Architecture of a Fraud Detection Platform: How BigShield Works Under the Hood
A system design deep-dive into building a real-time fraud detection platform: tiered signal processing, scoring pipelines, Redis caching, BullMQ job queues, and database design for sub-200ms email validation.
Building a fraud detection system that responds in under 200ms while running 20+ validation signals is an engineering challenge that touches on distributed systems, caching strategies, async processing, and scoring algorithms. In this article, we are pulling back the curtain on BigShield's architecture to show how it all fits together.
Whether you are building your own email validation service, designing a scoring pipeline for another domain, or just curious about how real-time fraud detection works at the system level, this deep-dive covers the design decisions, trade-offs, and lessons we have learned. If you are looking for more hands-on integration guidance, check out our developer's guide to building email validation.
The High-Level Architecture
BigShield's architecture follows a pattern we call "tiered signal processing." The core idea is simple: not all validation signals need to (or can) run at the same speed. Some are fast enough for synchronous execution.

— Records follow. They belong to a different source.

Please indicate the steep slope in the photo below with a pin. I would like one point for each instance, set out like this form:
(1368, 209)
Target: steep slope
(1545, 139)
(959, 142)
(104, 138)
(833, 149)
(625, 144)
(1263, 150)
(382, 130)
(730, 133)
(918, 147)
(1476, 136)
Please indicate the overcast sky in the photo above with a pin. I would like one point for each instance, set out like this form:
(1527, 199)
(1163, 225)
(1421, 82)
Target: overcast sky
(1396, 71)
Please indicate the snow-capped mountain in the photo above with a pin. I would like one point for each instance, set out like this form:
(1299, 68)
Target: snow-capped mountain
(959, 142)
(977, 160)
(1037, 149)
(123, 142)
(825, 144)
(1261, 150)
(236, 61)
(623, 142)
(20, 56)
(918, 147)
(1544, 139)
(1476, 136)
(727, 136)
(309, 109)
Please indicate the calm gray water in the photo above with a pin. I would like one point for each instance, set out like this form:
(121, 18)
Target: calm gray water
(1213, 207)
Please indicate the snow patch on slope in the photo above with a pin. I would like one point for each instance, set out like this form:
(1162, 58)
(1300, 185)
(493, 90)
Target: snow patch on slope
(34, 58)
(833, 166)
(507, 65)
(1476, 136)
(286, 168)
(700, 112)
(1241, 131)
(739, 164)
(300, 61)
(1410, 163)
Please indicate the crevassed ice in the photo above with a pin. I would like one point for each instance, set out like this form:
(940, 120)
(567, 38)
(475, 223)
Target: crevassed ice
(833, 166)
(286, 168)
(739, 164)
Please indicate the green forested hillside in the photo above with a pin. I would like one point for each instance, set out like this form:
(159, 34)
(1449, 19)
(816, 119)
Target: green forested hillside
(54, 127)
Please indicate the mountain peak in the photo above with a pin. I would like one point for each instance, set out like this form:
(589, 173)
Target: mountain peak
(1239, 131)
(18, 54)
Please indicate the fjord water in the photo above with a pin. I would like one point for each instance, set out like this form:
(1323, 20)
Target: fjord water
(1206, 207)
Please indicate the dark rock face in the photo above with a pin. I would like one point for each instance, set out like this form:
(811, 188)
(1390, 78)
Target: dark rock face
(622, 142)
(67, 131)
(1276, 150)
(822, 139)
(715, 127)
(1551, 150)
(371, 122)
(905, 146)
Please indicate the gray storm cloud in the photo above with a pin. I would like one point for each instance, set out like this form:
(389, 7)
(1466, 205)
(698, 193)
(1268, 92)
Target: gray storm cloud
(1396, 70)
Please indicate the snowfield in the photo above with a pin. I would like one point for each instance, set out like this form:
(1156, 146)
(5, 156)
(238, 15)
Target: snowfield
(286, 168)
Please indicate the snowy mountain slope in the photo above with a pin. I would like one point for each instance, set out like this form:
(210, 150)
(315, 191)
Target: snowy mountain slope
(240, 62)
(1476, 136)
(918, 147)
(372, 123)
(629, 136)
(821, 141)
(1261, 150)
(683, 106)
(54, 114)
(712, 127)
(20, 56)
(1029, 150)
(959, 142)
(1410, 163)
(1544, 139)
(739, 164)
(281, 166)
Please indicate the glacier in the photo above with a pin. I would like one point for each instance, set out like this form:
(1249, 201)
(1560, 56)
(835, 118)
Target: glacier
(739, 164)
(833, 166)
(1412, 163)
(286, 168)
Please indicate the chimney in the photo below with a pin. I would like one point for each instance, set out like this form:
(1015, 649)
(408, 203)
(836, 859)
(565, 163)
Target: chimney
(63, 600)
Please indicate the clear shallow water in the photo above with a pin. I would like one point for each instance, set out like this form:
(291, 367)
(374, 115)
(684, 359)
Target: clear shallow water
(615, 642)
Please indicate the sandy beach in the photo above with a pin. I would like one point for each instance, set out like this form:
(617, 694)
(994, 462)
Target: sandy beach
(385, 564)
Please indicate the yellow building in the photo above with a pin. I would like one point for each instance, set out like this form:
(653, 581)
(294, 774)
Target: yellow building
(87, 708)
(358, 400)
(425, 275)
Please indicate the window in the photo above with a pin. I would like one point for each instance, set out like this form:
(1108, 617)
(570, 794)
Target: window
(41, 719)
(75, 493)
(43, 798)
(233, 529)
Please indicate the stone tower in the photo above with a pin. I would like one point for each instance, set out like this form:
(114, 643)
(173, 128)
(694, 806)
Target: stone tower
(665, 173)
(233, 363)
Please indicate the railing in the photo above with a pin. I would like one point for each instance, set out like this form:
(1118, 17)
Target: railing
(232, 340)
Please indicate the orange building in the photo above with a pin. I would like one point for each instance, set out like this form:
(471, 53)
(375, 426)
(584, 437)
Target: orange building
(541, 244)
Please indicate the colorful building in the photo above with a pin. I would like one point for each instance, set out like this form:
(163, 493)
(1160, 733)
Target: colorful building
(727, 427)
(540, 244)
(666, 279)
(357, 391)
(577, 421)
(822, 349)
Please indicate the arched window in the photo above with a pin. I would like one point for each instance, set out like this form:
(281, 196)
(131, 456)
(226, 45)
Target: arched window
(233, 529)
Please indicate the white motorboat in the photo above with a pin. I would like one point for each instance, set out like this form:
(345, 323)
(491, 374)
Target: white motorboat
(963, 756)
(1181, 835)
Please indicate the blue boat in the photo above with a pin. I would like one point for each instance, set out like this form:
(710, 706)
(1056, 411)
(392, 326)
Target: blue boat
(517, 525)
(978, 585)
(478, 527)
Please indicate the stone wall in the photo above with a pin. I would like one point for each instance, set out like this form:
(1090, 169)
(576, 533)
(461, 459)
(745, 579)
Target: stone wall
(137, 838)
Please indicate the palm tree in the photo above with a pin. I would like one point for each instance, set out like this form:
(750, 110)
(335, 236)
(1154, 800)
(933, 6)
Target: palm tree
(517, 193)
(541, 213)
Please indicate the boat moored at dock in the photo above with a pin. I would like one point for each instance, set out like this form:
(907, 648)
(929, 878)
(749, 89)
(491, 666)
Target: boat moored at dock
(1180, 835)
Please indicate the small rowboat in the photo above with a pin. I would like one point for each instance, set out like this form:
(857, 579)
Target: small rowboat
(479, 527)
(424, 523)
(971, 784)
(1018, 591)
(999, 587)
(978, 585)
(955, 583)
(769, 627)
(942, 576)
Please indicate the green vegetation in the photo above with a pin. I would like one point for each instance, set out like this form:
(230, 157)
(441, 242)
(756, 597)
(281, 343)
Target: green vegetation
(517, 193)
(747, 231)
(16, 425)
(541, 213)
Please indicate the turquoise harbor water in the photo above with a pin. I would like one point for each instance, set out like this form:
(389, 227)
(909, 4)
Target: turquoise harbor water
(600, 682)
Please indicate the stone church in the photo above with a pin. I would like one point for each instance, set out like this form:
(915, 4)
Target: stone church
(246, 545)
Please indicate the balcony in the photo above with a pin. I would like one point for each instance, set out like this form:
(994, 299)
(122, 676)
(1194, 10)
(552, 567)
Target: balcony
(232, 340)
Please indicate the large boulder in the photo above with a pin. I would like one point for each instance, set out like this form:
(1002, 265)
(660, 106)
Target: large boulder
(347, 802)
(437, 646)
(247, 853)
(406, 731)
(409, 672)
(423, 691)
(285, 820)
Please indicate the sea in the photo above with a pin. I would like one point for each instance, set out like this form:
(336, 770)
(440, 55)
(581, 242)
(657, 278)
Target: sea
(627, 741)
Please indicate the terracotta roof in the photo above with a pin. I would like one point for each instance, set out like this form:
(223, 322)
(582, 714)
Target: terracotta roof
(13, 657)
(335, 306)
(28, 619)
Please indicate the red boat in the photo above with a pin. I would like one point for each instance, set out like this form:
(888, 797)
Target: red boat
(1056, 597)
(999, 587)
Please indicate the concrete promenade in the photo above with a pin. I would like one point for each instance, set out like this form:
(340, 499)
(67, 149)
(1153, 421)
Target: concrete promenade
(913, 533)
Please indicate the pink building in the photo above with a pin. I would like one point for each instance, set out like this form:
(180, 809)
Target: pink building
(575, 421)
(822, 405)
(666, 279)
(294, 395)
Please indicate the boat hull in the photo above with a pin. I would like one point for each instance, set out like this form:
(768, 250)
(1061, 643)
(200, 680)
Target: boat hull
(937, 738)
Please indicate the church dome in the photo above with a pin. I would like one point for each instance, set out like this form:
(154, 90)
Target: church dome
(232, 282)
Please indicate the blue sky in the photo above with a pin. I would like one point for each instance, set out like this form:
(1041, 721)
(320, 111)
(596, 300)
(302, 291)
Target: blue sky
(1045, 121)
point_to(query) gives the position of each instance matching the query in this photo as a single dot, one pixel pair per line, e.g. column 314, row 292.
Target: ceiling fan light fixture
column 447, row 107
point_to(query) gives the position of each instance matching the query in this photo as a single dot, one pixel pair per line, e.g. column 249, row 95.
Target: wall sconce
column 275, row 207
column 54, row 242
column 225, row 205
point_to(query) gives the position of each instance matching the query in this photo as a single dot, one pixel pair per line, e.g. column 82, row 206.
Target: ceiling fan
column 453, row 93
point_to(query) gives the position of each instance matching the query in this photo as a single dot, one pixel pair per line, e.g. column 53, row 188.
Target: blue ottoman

Others require network calls, third-party lookups, or complex analysis that takes seconds. The architecture separates these into two tiers and merges their results through a unified scoring pipeline.
Here is the high-level data flow:
Client Request
|
v
API Gateway (Next.js API Routes)
|
+---> Authentication + Rate Limiting (Upstash Redis)
|
v
Tier 1 Signal Processing (synchronous, <100ms)
|
+---> Immediate Score Calculation
| |
| +---> If score <30 or >85: return immediately (decisive)
| |
| +---> If score 30-85: enqueue Tier 2
|
v
Response to Client (Tier 1 score + signals)
|
v (async, via webhook or polling)
Tier 2 Signal Processing (BullMQ Worker on Fly.io)
|
+---> Deep signals (SMTP probing, domain analysis, etc.)
|
v
Final Score Calculation + Storage (Supabase PostgreSQL)
|
v
Webhook Notification to Client (optional)This tiered approach is the foundation of the entire system. It lets us return a useful score in under 100ms for the majority of requests while still running deep analysis for ambiguous cases.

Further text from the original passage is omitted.